Stealth launching a game during an awards ceremony is cool. But you know what’s cooler? Stealth launching a union. As many in the games industry settled in for an evening of advertisements and blockbuster backslapping, one group of US workers quietly succeeded in organising something of their own. Employees at Zenimax Online Studios launched their union with 461 members, as announced on social media site Bluesky last night.
The members include engineers, artists, web developers, and game designers. Most of these workers are based in Maryland, say the union, but others are spread across the states, in California, New York, Wisconsin, Pennsylvania, and Texas.
“With a union, we are looking forward to collectively pushing for improvements to the workplace,” they say, “including job security, protections against AI, better pay and benefits – in an industry that we’re so deeply passionate about.”
That mention of “job security” is the obvious concern, given the grave number of layoffs in recent years, thousands of which have fallen upon Microsoft-owned studios. Zenimax Online Studios are the developers behind The Elder Scrolls Online, and are themselves owned by the Windows peddlers.
Microsoft has officially recognised the union, but you should know that a labour agreement following the big fat Activision Blizzard acquisition last year essentially means that they do this because they are required to do so. Which partly explains why Zenimax QA workers have also been able to recently unionise with perhaps more ease than a studio under another company.
The Zenimax Online union that arose last night has been formed under the Communication Workers of America, a parent union that has been organising workers across the states for some years now. Earlier this year that parent group also helped another band of Elder Scrolls developers at Bethesda Game Studios to form their own union too, consisting of 241 workers.

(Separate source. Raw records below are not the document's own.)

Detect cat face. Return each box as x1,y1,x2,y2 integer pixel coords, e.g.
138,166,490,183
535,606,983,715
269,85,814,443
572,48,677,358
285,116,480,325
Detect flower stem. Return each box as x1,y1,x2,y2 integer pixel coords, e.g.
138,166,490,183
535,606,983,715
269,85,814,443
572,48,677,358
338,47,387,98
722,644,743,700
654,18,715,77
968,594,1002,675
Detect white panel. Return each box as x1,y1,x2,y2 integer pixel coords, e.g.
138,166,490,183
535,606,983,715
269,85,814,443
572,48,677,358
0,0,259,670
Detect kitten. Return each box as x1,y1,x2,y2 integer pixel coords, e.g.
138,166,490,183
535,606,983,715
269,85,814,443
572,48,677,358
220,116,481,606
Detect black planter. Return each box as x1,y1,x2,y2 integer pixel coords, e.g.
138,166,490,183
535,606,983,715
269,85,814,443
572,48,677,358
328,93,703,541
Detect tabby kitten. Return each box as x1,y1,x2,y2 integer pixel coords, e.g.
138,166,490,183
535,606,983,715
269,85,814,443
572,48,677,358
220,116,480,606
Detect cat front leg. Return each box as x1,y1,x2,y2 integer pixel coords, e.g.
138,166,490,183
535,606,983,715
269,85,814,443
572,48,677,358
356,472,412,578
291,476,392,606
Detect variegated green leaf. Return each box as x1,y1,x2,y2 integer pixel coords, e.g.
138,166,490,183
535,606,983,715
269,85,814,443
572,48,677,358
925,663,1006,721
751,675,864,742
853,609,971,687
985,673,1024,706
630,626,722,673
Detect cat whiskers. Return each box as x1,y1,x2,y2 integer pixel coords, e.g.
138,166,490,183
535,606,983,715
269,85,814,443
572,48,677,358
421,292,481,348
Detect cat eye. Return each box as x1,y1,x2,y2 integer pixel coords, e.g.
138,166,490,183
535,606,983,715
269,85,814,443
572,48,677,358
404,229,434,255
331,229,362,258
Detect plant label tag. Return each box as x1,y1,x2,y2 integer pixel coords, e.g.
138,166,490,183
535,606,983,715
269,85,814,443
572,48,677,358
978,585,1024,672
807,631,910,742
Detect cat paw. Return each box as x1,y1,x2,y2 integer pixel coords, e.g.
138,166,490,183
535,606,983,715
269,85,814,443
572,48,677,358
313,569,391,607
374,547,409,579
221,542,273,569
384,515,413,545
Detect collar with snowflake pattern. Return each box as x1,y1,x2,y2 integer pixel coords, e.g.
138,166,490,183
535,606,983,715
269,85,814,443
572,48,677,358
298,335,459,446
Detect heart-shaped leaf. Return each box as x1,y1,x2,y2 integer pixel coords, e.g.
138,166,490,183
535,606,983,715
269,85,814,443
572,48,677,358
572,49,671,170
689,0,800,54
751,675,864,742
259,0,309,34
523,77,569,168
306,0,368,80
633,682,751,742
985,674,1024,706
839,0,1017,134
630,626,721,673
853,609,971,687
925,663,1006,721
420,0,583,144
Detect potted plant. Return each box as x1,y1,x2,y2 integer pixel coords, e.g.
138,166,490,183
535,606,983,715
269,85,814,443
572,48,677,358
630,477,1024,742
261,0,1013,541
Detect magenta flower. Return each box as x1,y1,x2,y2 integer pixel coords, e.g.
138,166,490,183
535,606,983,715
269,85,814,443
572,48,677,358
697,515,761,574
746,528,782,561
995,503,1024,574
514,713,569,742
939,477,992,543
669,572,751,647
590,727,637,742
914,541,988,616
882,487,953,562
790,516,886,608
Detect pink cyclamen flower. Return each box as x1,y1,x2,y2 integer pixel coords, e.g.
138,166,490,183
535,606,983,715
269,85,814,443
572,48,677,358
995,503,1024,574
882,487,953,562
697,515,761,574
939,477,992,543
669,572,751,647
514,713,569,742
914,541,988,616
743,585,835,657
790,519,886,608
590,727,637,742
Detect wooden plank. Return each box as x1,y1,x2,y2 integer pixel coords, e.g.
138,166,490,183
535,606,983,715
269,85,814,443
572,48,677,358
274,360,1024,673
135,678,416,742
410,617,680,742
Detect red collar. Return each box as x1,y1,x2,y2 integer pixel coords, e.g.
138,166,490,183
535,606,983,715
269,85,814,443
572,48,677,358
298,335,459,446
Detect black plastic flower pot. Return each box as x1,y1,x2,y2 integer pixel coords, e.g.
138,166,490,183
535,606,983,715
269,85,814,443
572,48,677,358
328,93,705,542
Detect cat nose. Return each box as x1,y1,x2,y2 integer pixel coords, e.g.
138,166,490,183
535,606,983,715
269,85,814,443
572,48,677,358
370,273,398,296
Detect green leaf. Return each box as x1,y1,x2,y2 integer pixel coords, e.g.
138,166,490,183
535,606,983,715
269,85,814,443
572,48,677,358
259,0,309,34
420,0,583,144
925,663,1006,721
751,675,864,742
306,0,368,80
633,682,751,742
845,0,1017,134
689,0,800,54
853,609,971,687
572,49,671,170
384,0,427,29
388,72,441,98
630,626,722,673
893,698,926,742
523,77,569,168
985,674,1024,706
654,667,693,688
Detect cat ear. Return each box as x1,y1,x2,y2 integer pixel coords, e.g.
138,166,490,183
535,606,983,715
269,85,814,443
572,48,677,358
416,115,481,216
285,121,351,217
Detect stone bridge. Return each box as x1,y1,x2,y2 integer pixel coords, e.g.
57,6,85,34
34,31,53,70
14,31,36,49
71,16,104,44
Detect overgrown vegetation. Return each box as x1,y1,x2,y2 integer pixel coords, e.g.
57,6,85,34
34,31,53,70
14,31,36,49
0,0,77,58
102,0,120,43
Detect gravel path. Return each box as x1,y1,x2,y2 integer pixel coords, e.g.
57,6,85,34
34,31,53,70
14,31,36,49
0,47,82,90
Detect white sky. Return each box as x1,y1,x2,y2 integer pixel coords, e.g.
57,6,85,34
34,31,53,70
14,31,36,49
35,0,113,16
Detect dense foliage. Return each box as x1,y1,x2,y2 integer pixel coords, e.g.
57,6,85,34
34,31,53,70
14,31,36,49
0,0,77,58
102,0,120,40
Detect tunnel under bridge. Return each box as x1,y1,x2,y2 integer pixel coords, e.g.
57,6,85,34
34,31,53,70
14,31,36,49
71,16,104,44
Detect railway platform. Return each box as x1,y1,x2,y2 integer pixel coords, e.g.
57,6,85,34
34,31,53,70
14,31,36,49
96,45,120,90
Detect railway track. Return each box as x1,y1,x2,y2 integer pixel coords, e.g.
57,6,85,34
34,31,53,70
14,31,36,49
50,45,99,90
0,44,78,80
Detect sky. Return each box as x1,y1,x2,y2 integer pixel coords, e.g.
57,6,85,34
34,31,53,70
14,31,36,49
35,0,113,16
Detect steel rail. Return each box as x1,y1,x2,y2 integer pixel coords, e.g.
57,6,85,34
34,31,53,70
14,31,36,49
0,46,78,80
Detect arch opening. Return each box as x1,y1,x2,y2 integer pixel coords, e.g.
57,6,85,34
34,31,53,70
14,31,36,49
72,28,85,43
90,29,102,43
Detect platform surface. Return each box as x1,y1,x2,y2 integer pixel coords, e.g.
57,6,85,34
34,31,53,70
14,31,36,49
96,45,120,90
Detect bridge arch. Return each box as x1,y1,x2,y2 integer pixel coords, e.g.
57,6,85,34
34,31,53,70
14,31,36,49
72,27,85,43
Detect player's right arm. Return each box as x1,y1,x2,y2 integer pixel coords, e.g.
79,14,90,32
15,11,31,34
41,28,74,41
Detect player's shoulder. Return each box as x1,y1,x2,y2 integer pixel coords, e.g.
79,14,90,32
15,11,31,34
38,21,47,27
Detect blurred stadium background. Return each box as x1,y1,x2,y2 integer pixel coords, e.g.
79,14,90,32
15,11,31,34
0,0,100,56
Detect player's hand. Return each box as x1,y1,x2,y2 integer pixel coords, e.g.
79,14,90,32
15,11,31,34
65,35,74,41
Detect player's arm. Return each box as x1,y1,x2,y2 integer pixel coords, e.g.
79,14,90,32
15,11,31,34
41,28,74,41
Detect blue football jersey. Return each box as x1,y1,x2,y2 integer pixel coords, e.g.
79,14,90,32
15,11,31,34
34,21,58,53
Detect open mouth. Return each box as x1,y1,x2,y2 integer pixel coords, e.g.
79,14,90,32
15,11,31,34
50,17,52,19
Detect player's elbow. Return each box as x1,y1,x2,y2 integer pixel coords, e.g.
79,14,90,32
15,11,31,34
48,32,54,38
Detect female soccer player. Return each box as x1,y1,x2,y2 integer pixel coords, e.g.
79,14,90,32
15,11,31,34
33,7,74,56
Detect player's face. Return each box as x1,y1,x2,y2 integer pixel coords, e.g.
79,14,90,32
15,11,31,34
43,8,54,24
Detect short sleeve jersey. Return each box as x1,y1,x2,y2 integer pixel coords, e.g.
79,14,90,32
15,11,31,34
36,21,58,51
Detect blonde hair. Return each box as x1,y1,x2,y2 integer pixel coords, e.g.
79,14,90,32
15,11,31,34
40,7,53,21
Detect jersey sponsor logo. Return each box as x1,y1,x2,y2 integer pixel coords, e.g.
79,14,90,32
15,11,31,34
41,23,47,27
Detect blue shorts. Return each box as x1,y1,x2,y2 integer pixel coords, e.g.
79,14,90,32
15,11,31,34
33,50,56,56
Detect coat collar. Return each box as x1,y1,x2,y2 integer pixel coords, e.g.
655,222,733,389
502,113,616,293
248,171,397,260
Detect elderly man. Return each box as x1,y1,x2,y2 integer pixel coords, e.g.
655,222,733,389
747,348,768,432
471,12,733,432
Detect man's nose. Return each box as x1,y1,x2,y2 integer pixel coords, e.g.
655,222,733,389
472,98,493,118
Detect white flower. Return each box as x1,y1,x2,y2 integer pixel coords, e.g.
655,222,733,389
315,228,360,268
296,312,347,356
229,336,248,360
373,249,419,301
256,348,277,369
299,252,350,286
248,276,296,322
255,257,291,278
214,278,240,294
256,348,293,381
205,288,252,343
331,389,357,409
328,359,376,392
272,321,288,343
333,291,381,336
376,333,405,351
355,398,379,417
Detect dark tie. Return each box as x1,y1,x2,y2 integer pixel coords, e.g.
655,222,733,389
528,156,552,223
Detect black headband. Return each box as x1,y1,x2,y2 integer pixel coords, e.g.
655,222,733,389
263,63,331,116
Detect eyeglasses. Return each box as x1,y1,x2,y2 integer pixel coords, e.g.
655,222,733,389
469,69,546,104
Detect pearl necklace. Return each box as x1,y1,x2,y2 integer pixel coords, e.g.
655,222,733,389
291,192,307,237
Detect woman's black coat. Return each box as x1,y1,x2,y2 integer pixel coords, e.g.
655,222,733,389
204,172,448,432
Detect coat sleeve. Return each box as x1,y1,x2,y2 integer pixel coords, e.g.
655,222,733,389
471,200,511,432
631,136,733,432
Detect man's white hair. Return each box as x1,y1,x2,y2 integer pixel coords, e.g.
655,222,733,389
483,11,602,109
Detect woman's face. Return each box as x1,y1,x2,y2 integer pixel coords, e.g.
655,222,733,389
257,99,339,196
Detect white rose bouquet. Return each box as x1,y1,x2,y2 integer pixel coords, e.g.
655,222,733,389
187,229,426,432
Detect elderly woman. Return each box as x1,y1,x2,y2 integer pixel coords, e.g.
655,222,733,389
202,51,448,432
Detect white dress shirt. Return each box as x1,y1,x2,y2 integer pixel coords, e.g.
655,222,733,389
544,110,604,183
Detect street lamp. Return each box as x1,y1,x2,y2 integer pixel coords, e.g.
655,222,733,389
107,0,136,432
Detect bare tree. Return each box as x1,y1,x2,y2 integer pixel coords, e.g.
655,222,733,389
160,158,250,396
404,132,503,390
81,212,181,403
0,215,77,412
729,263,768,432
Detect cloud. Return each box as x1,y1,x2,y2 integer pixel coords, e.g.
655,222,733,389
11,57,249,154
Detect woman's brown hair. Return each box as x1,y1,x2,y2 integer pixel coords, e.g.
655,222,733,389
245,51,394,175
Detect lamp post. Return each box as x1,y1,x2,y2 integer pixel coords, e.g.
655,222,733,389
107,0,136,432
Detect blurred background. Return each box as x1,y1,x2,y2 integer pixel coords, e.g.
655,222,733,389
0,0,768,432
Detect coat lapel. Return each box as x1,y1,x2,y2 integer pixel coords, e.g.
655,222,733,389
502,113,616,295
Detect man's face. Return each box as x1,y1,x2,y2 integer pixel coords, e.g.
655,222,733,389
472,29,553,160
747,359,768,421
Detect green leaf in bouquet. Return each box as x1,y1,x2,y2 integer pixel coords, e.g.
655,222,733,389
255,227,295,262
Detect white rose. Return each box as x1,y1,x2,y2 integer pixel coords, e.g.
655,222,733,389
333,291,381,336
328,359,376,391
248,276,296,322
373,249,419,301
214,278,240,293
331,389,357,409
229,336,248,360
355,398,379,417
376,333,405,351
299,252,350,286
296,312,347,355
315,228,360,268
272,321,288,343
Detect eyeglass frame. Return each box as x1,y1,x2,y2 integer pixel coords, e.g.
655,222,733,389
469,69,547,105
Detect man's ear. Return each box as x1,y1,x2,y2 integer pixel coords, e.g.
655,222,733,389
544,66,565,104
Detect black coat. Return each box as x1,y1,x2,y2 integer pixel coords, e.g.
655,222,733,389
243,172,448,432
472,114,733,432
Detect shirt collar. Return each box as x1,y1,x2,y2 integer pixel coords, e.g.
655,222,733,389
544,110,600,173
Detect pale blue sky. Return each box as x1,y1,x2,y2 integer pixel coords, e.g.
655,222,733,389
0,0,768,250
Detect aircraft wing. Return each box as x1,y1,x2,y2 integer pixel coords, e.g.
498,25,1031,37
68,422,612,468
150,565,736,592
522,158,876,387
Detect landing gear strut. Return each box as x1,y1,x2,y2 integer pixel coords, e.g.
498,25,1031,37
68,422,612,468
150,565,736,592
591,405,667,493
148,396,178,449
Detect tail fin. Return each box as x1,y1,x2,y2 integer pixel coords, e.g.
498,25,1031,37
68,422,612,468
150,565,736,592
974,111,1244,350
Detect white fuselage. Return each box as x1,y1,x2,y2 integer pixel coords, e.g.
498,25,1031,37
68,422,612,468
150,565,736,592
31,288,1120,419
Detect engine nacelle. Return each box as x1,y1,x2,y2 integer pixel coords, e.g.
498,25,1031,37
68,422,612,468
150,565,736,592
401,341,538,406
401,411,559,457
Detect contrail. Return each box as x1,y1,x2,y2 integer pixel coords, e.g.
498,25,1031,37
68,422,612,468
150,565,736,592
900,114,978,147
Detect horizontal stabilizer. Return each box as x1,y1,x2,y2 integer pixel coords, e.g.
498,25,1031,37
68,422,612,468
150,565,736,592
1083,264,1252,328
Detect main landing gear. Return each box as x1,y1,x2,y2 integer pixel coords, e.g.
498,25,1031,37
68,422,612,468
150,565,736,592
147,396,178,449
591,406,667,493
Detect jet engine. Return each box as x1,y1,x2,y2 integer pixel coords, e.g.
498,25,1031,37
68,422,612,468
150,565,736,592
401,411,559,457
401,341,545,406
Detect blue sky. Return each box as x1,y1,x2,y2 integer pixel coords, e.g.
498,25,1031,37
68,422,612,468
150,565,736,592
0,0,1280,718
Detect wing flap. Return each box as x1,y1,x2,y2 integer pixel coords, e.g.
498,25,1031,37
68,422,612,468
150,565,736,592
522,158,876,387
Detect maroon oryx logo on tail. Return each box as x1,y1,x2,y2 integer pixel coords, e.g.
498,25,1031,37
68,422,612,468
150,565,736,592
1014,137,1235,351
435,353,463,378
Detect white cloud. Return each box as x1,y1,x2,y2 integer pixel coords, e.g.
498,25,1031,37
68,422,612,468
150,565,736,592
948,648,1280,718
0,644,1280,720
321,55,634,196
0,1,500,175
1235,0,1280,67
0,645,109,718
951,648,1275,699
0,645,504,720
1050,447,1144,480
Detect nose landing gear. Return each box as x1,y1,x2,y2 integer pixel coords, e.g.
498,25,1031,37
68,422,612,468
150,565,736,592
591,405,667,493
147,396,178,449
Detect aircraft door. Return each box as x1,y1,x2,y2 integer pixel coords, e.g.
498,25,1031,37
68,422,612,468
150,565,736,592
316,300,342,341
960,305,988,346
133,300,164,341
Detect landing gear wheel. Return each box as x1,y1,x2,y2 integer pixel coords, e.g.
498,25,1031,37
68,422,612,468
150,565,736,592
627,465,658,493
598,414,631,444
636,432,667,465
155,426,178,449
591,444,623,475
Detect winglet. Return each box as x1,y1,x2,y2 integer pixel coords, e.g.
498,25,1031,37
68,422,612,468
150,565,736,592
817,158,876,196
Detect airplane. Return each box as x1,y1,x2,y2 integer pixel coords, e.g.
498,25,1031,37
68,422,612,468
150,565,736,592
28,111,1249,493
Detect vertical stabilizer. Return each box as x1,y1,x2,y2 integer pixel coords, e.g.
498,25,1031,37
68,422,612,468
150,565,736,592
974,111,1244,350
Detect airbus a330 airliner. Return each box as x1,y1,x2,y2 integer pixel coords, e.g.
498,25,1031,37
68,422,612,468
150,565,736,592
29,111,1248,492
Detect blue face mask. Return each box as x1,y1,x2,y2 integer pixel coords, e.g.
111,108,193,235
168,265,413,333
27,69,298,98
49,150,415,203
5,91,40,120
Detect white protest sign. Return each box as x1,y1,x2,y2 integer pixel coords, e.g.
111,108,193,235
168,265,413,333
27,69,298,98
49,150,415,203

“We’re working against some pretty massive corporations,” a CWA organiser told Nic when he spoke to them recently about their organising campaign.“The imbalance of power is very obvious. So you try to organise in secret so that people can’t be totally derailed from exercising their rights before they even have a chance to understand those rights.”
I can think of no greater sneak attack than doing it as soon as Geoff Keighly gets up on stage. Nice work.